L’arcivescovo, recentemente ha affrontato anche il tema dell’Isis: “E’ possibile che ci siano infiltrati Isis sui barconi in arrivo dal nord Africa, il mondo è sempre un miscuglio di bene e di male. Bisogna esser capaci di fare dei buoni controlli e di saper filtrare. Quando sono partiti i nostri migranti verso l’America o altri Paesi, noi abbiamo esportato i mafiosi. E’ stato un rischio anche allora. Forse dovremmo essere meno colonizzatori e cercare di investire in quelle terre pensando anche al bene di quella gente e non soltanto ai nostri interessi”.

“L’Europa si regge non sui volti degli uomini, ma sull’economia.

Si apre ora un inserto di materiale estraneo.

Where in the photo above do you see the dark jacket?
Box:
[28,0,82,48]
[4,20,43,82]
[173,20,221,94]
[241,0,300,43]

Il rischio quando si parla di immigrati è che diventino statistiche, numeri e fino a qualche tempo fa anche criminali, invece che uomini e donne che vivono – aveva detto anche nel suo intervento al convegno sulle politiche europee sull’immigrazione al Palazzo dei Normanni di Palermo -. Mi chiedo perché bisogna morire perchè al fenomeno migratorio sia data attenzione. Ci siamo sconsolati per i 300 morti del naufragio del 3 ottobre a Lampedusa, quelle vittime sono diventate famose, ma gli oltre 20mila morti in fondo al mare restano sconosciuti. Molti di loro sono morti con le mani giunte, pregando”.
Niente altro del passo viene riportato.